Generosi, gli scacchisti. Capaci di mettere mano al portafogli se si convincono che la causa sia quella giusta. Gente che la beneficenza la fa e non l’aspetta. Gente che se c’è da pagare, paga. A cuor contento.

Che meraviglia.

Un attimo.

Se vi sembra che il ritrattino sia un tantinello fantascientifico è perché si riferisce agli scacchisti del 1911 e non a quelli del XXI secolo. Gli archivi del quotidiano “La Stampa” custodiscono una notiziola, datata 8 novembre 1911, che dà conto di una iniziativa dei signori frequentatori della Società Scacchistica Torinese: il contributo a una sovvenzione lanciata dal giornale per sostenere le famiglie “dei soldati e dei marinai gloriosamente caduti” nella guerra di Libia.
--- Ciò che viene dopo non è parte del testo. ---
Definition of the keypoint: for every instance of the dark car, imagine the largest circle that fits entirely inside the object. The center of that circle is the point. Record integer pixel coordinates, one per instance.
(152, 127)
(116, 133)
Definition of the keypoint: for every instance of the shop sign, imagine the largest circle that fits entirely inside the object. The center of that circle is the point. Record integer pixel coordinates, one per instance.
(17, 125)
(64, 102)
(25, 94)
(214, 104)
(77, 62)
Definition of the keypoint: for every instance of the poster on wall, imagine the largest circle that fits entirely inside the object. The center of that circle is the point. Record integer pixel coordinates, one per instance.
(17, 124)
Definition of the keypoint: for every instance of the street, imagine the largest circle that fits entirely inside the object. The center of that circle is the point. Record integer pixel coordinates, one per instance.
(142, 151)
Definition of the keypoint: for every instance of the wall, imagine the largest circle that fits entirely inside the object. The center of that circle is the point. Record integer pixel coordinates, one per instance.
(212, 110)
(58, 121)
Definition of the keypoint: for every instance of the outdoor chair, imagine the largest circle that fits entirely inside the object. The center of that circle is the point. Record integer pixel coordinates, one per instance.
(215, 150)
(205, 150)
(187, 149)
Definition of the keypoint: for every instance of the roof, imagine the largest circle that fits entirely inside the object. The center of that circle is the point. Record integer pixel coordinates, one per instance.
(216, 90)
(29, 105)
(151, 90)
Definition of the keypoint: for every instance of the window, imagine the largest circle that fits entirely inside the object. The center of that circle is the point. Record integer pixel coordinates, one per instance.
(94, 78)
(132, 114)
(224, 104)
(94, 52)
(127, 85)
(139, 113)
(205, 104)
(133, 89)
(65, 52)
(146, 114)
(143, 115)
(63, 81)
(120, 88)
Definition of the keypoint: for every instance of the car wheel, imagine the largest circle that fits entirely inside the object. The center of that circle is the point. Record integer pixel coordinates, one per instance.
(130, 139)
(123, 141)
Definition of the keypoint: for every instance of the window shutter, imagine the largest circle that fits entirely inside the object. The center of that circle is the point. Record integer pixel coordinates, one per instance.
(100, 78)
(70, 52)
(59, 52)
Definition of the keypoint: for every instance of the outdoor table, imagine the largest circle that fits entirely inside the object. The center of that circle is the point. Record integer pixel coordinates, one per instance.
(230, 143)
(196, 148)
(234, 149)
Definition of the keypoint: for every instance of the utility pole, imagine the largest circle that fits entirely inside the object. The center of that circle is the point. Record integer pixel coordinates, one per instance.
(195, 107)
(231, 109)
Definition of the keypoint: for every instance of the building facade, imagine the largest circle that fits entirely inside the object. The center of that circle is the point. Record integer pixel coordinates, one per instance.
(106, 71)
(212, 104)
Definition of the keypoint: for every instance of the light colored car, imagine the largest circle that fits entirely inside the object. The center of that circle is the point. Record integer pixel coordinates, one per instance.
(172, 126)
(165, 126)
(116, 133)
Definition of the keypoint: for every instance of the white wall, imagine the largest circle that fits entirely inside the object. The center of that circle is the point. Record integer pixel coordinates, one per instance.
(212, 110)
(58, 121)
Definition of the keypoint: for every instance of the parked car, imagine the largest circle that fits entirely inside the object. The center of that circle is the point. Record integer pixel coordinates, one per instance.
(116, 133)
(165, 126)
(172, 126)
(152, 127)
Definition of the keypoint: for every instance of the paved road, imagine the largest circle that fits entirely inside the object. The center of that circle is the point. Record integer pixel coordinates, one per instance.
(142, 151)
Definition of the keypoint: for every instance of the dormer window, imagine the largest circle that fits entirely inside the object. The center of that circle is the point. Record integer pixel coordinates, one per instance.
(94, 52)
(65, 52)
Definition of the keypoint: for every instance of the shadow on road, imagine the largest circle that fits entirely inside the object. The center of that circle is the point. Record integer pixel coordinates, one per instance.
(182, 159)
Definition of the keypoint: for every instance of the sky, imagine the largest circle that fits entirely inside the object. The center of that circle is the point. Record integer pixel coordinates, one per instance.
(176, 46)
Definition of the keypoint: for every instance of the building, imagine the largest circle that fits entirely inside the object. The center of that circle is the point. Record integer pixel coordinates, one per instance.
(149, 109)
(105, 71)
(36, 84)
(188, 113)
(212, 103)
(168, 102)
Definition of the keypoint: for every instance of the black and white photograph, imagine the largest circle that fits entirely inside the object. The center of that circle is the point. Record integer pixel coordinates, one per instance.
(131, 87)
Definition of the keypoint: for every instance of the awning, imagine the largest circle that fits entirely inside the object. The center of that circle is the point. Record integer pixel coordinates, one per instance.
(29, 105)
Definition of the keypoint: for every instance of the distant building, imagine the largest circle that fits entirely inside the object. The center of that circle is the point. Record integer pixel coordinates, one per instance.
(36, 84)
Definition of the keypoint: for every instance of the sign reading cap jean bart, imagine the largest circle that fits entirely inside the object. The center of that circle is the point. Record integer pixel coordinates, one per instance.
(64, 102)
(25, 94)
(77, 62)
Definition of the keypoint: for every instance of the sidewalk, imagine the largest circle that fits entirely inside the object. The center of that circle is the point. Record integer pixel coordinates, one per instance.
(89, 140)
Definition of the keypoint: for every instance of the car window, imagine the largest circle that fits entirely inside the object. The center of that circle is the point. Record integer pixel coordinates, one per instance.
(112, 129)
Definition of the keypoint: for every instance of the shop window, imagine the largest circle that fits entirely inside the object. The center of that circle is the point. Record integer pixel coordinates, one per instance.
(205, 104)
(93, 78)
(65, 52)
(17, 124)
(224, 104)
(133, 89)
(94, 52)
Adesso (suvvia, fate uno sforzo) accantonate le vostre opinioni sui corsi e ricorsi della storia, sul colonialismo, sulla salubrità delle azioni militari, sulla geopolitica internazionale; e immaginate di essere iscritti al circolo così come doveva essere nel 1911. Era stato fondato appena da un anno, esattamente il 3 novembre 1910, e aveva preso casa al “Caffè degli Specchi”, in via dei Mercanti, una delle poche zone di Torino dall’atmosfera medievaleggiante. Probabilmente, fra una partitella e l’altra, i soci si riunirono e dissero massì, facciamolo anche noi. Parteciparono in ventisei. Con una lira a testa.

L’elenco dei sottoscrittori riporta i nomi protostorici dello scacchismo subalpino: Ivaldi, Cecchetti, Momigliano, Kaminke. Non manca il titolo di studio, che all’epoca veniva brandito come uno scalpello per ribadire in via definitiva il proprio posto nel mondo: una sfilza di dott. prof. avv. ing. C’è anche un “capitano” e persino un nobiluomo, il conte Boetti di Cavagnolo.

Come cambiano i tempi. Oggi i giocatori più in vista della Scacchistica, quelli che finiscono sui media, sono giovanotti che per ragioni di età non hanno ancora la laurea e, a volte, nemmeno il diploma di scuola superiore. Quanto alla pecunia, la situazione è capovolta. Gli scacchisti (e non solo quelli subalpini: tutti, senza eccezioni) chiedono fondi e sovvenzioni come gli uccellini pigolanti nel nido chiedono il cibo alla mamma. Urge l’intervento dello sponsor, della Fsi, della Fide, dello Stato, dell’otto-per-mille, della Regione, del Comune, dell’Onu, della Croce Rossa, del Wwf, degli Escursionisti Esteri, degli Alcolisti Anonimi perché i costi sono alti, non si può organizzare, non si può ingaggiare, non si può fare. Ed è dolorosamente vero. Ogni cosa è diventata troppo cara. E le crisi economiche, politiche e finanziarie stanno mettendo a dura prova anche il mondo degli scacchi.

Questo però non è un discorso di soldi. Si può provare simpatia, antipatia o menefreghismo verso quegli antichi soci. Giocatori che non sfondarono mai a livello nazionale. Elementi della buona borghesia torinese impegnati a coltivare quello che allora era un passatempo per persone colte e agiate. Compassati signori in marsina, cravatta, sigaro e baffoni. Ma con qualcosa che al giorno d’oggi è merce rara. Perché, come scrisse Alessandro Di Giorgio nel libriccino dedicato ai primi novant’anni della Scacchistica, “il nuovo circolo muoveva i primi passi con un fervore di iniziative e di progetti che farebbe sfigurare molti circoli evoluti di oggi”. C’erano insomma l’entusiasmo, l’energia, l’intraprendenza, la voglia di ritrovarsi tutti insieme da qualche parte per combinare qualcosa. C’era spirito di appartenenza.

Ed è una lezione che può tornare utile anche a noialtri.